When I look at the CORD Sri Lanka blog, I feel proud. I am always impressed by the great work that the CORD staff is doing in the north of Sri Lanka. However, I am proud because with every blog post, the CORD staff and field officers are using some of the skills that I taught them.
I visited Sri Lanka in October and November of 2012. I was there to attend a friend’s wedding and to spend some time exploring the island. It was my first time in South Asia. I didn’t know much about Sri Lankan culture. I didn’t speak any of the local languages, and I had no concrete plans for what I would do in the time after the wedding. However, from past travels, I knew that something interesting was bound to turn up.
Indeed, it did, when I met Mrs. Gowrie Mahenthiran. After learning that I was an artist and a photography teacher, Mrs. Mahenthiran quickly recruited me to teach her Colombo and Jaffna staff how to set up and maintain a blog. I gladly agreed. I knew it would be the perfect chance to learn more about Sri Lankan culture while at the same time helping an organization that is doing very important work.
Over the course of a week I taught the basics of setting-up and maintaining a blog website. I also spent a couple of eye-opening days in the Jaffna area teaching the field officers how to take better photographs and video, and how to collect the information needed to write blog posts on CORD’s work.
During my time in Jaffna, I was immediately struck by just how much good work CORD was sponsoring. Every day that I was at the Jaffna office there were workshops and training sessions. It impressed upon me how important a blog was in order to show CORD Sri Lanka’s worldwide supporters just how much work is happening on the ground every single day.
With a very limited time in which to do the work, the training I provided covered only the basics, but the basics were enough to get the blog up and running. Fortunately, I was working with CORD’s dedicated and intelligent staff members. They were ideal students.

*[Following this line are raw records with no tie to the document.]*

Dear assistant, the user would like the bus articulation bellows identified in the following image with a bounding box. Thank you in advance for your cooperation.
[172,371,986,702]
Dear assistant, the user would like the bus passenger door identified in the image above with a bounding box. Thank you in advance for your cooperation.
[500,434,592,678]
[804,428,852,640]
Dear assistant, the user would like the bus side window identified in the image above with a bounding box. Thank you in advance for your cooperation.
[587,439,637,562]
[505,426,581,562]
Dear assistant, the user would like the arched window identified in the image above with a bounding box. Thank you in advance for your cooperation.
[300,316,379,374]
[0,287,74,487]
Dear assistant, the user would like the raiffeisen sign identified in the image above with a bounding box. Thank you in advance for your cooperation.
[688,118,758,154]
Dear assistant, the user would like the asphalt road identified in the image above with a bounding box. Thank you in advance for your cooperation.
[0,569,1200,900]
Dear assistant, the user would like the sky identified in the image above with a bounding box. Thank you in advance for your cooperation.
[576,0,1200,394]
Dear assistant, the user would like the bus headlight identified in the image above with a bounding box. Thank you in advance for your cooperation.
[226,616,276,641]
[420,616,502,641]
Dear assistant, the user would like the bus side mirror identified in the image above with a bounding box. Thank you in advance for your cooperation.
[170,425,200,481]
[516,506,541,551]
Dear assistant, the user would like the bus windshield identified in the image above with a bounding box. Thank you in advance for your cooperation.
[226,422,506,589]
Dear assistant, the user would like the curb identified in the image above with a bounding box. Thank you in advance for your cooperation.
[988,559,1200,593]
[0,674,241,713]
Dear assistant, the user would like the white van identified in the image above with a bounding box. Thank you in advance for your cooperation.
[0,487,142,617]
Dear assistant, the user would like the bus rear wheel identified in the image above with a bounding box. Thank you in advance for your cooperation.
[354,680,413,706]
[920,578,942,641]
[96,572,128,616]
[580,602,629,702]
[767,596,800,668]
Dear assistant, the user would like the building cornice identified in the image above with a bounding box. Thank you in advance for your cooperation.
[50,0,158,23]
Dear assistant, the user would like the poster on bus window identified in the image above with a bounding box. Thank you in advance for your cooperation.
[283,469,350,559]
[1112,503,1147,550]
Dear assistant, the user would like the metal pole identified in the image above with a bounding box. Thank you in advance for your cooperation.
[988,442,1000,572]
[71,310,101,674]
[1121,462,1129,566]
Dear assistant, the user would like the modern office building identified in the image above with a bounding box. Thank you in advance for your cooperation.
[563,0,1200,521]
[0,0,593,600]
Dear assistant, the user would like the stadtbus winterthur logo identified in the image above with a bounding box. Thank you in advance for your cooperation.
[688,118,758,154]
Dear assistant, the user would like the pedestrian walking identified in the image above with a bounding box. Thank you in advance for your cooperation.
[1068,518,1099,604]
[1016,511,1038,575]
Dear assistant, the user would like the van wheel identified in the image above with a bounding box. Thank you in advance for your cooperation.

The most rewarding part about volunteering with CORD, in particular, was the chance to engage with their team in a field that I truly enjoy and love (photography and social media). In many volunteer experiences, the volunteers end up working as nothing more than an extra pair of hands. This is sometimes needed, but far more rewarding is a chance to share your own particular strengths and enthusiasms while helping others at the same time.